The story omitted, however that Biden has a long, widely publicized history of plagiarism and fabricating stories.In 1987, for example, during Biden's first presidential campaign, The Times reported on Biden's admission he plagiarized five pages of a law review article for a 15-page paper during his first year of law school. He said that he had misunderstood citation rules and hadn't intentionally misled anyone.
The law school incident, combined with Biden lifting stories and statements from British Labour Party leader Neil Kinnock and portraying them as his own experiences or words, ended his first presidential campaign.
Biden claimed his ancestors were coal miners in Pennsylvania and he was "the first Biden in a thousand generations to get a college and a graduate degree." He added: "Is it because they didn't work hard? My ancestors, who worked in the coal mines of Northeast Pennsylvania and would come up after 12 hours and play football for four hours?"
Kinnock wondered in a speech why he and his wife were "the first ... in a thousand generations" of their families "to be able to get to university." Was it, he asked, because their ancestors "were weak — those people who could work eight hours underground and then come up and play football?"
Biden also borrowed lines from a speech by Robert F. Kennedy without attribution.
Kennedy said: "It does not include the beauty of our poetry or the strength of our marriages, the intelligence of our public debate or the integrity of our public officials."

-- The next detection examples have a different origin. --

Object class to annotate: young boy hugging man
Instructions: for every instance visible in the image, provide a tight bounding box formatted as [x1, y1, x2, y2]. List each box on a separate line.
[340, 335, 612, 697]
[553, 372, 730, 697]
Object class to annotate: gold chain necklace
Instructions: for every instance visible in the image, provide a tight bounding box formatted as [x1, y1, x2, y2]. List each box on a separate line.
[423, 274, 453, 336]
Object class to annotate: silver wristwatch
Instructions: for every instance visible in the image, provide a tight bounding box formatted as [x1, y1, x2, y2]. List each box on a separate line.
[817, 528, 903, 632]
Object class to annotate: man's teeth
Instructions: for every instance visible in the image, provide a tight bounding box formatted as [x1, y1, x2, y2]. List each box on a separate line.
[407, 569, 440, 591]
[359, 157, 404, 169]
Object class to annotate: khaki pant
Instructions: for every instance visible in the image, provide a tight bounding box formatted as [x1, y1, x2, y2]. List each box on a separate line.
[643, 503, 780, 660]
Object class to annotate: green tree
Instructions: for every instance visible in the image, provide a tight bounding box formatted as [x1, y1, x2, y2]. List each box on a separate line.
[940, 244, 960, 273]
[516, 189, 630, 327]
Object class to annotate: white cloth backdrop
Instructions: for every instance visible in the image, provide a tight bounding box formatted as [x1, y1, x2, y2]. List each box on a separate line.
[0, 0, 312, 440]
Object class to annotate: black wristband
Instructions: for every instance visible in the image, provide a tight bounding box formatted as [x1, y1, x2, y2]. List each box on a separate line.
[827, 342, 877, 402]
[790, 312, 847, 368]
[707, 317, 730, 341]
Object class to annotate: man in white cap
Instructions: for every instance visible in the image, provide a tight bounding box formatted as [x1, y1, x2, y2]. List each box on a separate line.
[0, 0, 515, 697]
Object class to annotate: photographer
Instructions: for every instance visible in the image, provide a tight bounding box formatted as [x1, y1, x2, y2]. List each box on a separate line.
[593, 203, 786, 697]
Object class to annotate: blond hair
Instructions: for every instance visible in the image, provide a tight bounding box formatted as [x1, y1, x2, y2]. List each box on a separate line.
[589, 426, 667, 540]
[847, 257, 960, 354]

Biden, in nearly identical language, said: "It doesn't measure the beauty of our poetry, the strength of our marriages, the intelligence of our public debate, the integrity of our public officials."
Biden repeatedly claimed in 2008 that he knew Osama bin Laden's hiding place because of his helicopter being "forced down" in Afghanistan, despite it landing to wait out a snowstorm.
"If you want to know where al Qaeda lives, you want to know where bin Laden is, come back to Afghanistan with me," Biden said. "Come back to the area where my helicopter was forced down with a three-star general and three senators at 10,500 feet in the middle of those mountains. I can tell you where they are."
In 2007, Biden claimed he had been "shot at" while in Iraq, when the reality was that there had been mortar fire several hundred yards away from a hotel in the Green Zone where he was staying.
In summer 2019, Biden's presidential campaign spent $4,200 on plagiarism-detection software.
Biden's "Build Back Better" economic agenda name was appropriated from former President Bill Clinton, who introduced the approach to disaster recovery in 2006 while serving as the U.N. Secretary-General's Special Envoy for Tsunami Recovery.
In October, Biden said his son Beau died in Iraq, despite the fact that he died of cancer at Walter Reed National Military Medical Center in Bethesda, Md., in 2015.
"I say this as a father of a man who won the Bronze Star, the Conspicuous Service Medal, and lost his life in Iraq," he said.
Regarding Hunter Biden's overseas business deals, Biden said in 2019, "I have never spoken to my son about his overseas business dealings." It turns out, however, that Biden had met with at least 14 of his son's business associates from the U.S., Mexico, Ukraine, China and Kazakhstan while vice president.
According to the Washington Post, Biden made 78 misleading claims during his first 100 days in the Oval Office. Over that time period, two Biden statements earned a "Four Pinocchio" rating from the Post, meaning they were complete whoppers.
One of his "Four Pinocchio” claims was that Georgia's 2021 election law shortened voting hours. The other was that federal contracts "awarded directly to foreign companies" increased by 30% under former President Donald Trump.
The Post also labeled a Biden claim with a "Three Pinocchio" rating as a "Bottomless Pinocchio," which is a statement that "had earned a Three or Four Pinocchios rating and been repeated at least 20 times."
Biden's oft-repeated fib was: "Folks, I spent a lot of time — more time with Xi Jinping than any other head of state. ... I've traveled 17,000 miles with him."
The New York Times didn't respond to a request for comment.